放課後にビデオ撮影の練習を兼ねて、海へ行き砂浜を歩いたり、首塚で山賊ごっこをしたり。
「1年生の文化祭、覚えてる?」
「うん!懐かしいねぇ〜準備の間、ずっと、MDでZARDかけてたw」
「寒い冬は、みんなで100円ずつ出し合って、お菓子を大量に買って部室でお菓子パーティーしたり、
マショマロをストーブに近づけて、焼きマショマロしてたよね!」
「始業式の日の帰りは、3駅位歩いた◎
公園で寝そべったら、芝生が制服について、フードコートに着いても、若干芝がついてて恥ずかしかったw」

ふと、近くの席の人に、「春から、どこの大学に行くんですか?」と尋ねられた。
先輩が大学名を答えた後、私も同じ質問をされた。
「4月から、この高校に入学します!」と答えると、
「え・・・?」
という、一瞬の戸惑いの後、
「あ、そうか。今日は、エイプリルフールだった。
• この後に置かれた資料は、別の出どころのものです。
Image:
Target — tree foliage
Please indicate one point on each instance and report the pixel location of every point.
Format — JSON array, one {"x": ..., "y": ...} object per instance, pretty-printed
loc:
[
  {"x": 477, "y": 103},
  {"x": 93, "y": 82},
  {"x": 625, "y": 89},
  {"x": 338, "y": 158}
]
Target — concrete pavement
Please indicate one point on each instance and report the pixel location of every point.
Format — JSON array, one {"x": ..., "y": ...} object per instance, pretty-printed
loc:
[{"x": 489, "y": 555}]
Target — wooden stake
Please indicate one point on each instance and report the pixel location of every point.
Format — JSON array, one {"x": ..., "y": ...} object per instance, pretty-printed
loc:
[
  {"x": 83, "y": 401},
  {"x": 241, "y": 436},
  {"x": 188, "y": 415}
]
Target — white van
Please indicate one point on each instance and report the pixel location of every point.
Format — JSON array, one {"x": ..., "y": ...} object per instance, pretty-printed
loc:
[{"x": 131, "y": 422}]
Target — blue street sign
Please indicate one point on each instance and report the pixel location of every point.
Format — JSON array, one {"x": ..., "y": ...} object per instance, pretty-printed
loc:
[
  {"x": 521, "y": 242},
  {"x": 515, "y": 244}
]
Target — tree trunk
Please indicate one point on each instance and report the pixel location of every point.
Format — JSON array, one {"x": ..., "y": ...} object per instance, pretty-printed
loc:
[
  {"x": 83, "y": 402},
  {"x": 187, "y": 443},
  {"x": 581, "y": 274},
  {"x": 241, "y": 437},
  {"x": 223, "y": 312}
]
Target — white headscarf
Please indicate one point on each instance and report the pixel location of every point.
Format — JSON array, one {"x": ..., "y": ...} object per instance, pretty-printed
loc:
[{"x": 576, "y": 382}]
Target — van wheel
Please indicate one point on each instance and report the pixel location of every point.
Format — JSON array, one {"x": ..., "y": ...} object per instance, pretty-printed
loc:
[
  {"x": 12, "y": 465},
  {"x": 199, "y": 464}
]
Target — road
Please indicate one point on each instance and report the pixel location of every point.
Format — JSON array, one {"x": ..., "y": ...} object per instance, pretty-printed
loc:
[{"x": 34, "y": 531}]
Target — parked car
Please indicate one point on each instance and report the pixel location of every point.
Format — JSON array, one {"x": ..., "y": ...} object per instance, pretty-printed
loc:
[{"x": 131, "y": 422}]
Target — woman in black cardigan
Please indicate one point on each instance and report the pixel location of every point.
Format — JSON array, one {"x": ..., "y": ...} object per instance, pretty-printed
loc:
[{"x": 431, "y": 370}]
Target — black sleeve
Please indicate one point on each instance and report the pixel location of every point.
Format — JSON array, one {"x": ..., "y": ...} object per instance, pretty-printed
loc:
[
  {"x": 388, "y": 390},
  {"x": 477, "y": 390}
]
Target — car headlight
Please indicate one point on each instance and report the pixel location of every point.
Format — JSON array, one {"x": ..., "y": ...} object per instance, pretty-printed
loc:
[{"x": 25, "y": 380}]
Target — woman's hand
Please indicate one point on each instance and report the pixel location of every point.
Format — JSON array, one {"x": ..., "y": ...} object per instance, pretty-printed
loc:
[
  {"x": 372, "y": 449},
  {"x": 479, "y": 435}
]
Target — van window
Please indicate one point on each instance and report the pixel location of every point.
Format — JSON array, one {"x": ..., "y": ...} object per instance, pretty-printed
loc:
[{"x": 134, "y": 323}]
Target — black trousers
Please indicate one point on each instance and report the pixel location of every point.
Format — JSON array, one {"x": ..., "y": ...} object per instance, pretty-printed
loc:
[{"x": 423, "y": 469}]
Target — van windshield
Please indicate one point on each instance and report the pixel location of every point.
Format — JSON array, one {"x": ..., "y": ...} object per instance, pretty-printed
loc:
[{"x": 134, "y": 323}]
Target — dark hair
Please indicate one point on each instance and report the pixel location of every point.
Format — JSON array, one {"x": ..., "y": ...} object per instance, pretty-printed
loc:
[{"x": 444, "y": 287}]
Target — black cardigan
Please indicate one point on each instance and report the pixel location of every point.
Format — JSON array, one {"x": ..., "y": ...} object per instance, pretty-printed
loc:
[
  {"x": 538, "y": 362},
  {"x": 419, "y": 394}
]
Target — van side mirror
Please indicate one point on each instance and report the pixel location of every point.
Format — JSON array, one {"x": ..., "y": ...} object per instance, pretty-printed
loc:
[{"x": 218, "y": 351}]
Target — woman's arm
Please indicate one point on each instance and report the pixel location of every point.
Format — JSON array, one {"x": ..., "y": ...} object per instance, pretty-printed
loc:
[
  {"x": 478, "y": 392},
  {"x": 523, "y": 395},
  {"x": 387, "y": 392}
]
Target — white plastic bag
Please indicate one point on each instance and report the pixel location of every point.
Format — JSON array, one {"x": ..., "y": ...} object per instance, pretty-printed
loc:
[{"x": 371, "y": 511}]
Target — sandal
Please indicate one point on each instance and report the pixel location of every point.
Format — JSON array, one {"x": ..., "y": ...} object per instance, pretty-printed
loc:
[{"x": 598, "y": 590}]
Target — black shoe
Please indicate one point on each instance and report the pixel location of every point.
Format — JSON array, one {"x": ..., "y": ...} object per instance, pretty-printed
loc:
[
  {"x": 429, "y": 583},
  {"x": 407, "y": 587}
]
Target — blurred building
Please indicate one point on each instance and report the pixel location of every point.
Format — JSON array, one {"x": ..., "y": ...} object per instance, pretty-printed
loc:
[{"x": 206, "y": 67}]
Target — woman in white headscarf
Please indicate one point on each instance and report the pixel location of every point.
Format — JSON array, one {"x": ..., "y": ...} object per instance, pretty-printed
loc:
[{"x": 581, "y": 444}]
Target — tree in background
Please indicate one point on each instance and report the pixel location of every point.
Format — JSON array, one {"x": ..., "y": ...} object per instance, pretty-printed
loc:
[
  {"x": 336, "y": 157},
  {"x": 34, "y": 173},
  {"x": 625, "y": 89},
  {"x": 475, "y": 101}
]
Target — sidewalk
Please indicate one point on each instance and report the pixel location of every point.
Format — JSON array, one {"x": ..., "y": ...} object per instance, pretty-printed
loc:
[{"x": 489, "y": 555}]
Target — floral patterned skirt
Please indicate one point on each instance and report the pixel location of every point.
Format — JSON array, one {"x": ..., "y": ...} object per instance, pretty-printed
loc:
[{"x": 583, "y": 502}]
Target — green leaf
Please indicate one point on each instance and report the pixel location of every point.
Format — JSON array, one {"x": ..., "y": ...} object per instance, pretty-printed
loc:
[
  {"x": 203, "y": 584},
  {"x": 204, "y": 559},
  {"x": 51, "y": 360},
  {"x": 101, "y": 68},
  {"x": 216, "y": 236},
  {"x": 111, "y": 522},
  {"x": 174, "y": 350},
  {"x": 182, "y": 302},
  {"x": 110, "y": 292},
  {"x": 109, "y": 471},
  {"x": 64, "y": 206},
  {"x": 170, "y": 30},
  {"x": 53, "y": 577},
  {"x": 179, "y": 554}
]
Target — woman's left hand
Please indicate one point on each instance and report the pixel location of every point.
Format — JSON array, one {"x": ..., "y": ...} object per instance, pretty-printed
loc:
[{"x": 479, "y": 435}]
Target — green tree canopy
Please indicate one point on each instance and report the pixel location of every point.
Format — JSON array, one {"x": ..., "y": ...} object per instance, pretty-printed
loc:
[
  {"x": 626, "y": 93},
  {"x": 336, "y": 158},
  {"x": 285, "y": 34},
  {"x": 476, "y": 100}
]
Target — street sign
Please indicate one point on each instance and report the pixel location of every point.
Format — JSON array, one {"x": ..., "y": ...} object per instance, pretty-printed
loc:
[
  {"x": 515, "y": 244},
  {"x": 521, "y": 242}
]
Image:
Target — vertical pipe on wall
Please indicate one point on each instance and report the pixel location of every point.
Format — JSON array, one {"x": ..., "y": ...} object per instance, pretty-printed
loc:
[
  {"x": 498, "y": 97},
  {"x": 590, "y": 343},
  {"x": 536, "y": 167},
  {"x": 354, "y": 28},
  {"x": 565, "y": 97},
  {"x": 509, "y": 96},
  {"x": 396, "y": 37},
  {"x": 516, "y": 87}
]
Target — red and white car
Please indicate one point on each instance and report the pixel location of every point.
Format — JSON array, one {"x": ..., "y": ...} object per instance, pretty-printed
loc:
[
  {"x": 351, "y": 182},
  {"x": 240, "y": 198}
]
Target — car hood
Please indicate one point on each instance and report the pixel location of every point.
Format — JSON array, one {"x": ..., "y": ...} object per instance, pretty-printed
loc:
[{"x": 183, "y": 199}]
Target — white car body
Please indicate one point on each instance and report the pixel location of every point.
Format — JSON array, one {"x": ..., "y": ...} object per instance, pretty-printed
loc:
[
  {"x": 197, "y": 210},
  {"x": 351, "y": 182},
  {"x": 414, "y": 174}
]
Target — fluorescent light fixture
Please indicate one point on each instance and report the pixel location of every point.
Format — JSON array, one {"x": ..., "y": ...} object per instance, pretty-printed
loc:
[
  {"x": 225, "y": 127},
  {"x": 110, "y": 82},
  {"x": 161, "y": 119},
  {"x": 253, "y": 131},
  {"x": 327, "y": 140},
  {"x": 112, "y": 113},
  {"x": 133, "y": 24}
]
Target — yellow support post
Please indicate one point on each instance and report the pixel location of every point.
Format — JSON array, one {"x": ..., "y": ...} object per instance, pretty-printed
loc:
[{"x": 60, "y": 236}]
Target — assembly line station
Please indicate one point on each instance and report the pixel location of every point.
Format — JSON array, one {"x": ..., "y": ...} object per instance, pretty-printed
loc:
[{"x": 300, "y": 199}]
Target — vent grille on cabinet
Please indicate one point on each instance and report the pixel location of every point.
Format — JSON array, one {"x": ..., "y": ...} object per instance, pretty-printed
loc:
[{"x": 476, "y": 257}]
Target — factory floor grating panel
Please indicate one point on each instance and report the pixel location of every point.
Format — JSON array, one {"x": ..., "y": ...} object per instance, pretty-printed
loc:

」
ということに落ち着いた。
・・・でも、本当に、あと1週間もしたら、質問してくれた先輩の後輩として、高校に入学するのだった。

中高一貫の学校で、部活の創設に携わり、同じように活動してきた。
「1年生」というのは、先輩にとっては、高校1年で、私にとっては中学1年。
放課後ライフはほぼ一緒に過ごしてきたけれど、年の差は常に3つ違っていた。
思い出を共有はしているけれど、実際には先輩は高校生で私は中学生。

中学時代、朝は同級生と通学し、中学生として授業を受け、放課後の部活はほぼ年上。
中学1年の時に、高校2年の先輩は、当たり前のことではあるけれど、
中学3年になる頃には、大学生になっていた。

その日1日、教室での出来事を言葉にすると、3つ、4つ年の離れた先輩達が懐かしそうに、
「うぁ〜中学生でもんね!思春期あるあるだね〜」とか、「反抗期真っ只中だなw」って言われたり。
時に反論しつつも、「そんなものなのかな」って思ったりした。

中学生って、自由に使えるお金も大してないし、バイトで得ることも出来ないし。
教室が世界の全てになりがち。
意図したことでもないのに、何かに巻き込まれたり、ちょっと息苦しいこともある。
そんな中学生の私にとって、部活で一緒の高校生の先輩や卒業した大学生という存在というのは、
とてもありがたかった。

自分と似た性格の子の多くが、発達障がいかグレーゾーンと言われる人達で
生きづらさを抱えていたんだろうなぁとか。
親友を失ってから、
「どうしたら一緒に大人になれたのだろう?今も色んな体験を積み重ねていくことが出来たのだろう?」
と随分と思い悩んでいた時期もある。
実際に、発達障がいやコミュニケーションのことに取り組む中で、必要な人に届ける方法がわからなくなったこともある。色々な体験を経て気づいたことは、差し障りのない人間関係の心地よさとでもいうのか。
問題に直接フォーカスしなくても、元気になれること。

「そとんち」のコンセプトは、「丁寧な暮らしを体験できるおうちのそとの、もう1つのおうち。」なのだけれど、普段、出会わない様々な年齢や環境で生きている人達が、夕食を食べながら真剣に保育の事や、仕事のことを語ったり、それぞれの何気ない話をしていく中で、次の日も頑張れる。
中学時代の部室のような、「ちょっと治外法権?な自由なおうち」を、今、私は作ろうとしている。